Thanks Kenny, great post. Now that my back is feeling better, I'm once again gonna try and get my 1st bench comp under my belt in about 3 months. Good read, useful info.


----------



## ECKSRATED (Dec 28, 2014)

Nice post Ken. Can't wait to get my first meet under my belt


----------



## ken Sass (Dec 28, 2014)

you will love it!!! i am a junkie i love the high, nothing like competion to make you feel alive


----------



## snake (Dec 29, 2014)

Sorry ken, I stopped at the first picture. I don't want to be a part of something that is so cheap, they won't turn the heat on.


----------



## snake (Dec 29, 2014)

Assassin32 said:


> Thanks Kenny, great post. Now that my back is feeling better, I'm once again gonna try and get my 1st bench comp under my belt in about 3 months. Good read, useful info.



Hay Golota! Just a heads up; some guys (not me) get grumpy when others refer to a bench comp as powerlifting. Not that you used them in the same sentence but be careful;  panties get all wadded up and foul words start flying from one of their other holes. It ain't pretty, just trying to spare you brother!


----------



## ken Sass (Dec 29, 2014)

snake said:


> Hay Golota! Just a heads up; some guys (not me) get grumpy when others refer to a bench comp as powerlifting. Not that you used them in the same sentence but be careful;  panties get all wadded up and foul words start flying from one of their other holes. It ain't pretty, just trying to spare you brother!

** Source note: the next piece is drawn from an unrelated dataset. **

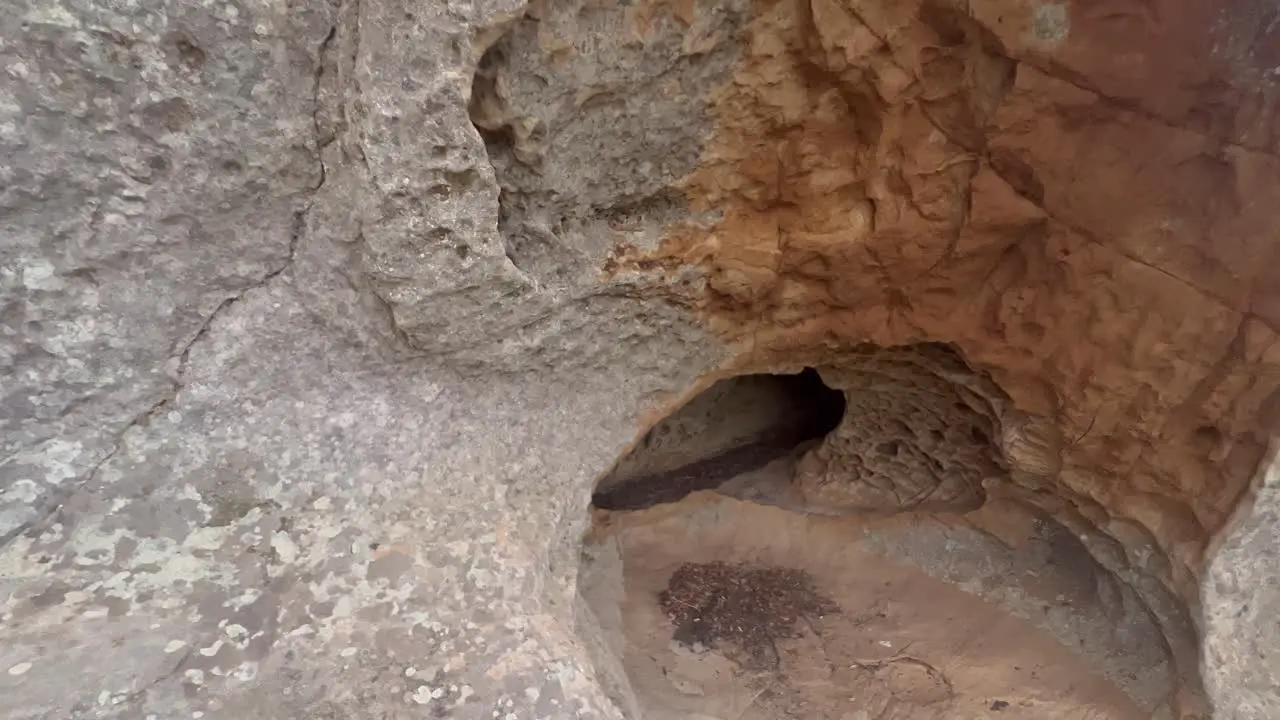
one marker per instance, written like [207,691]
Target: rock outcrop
[318,323]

lol i know but i don't give a ****. i am a powerlifter, their is a vid on you tube that is all about powerlifting and they get in this big ass argument, medelson (spellling) mark bell and ton's of other guys say it is bev Francis and a whole bunch say you have to do all 3, just a argument i won't get into. same a geared lifters don't really lift it cause they use a mechanical aid. another fight i stay out of


----------



## GeorgeMiami (Dec 29, 2014)

Awesome Article nice info in basic forme and technic. 
Thanks man! &#55357;&#56397;


----------



## gymrat827 (Dec 29, 2014)

not too bad.


----------



## DieYoungStrong (Dec 29, 2014)

Nice article Ken


----------



## AlphaD (Dec 29, 2014)

Good read Kenny!!  I was lucky enough to have all the guys form here that have competed already and that makes a Big difference on my meet day because it really is all a huge blur.......


----------



## snake (Dec 30, 2014)

Hay Ken, 

I've always been an outdoorsman; hunting in the bitter cold, even icefished a few times. But I had no idea powerlifting was a cold weather sport. All these guys with sweatshirts on and beanie hats, some with old grizzle beards. Shit, looks more like one of those lumberjack competitions.


----------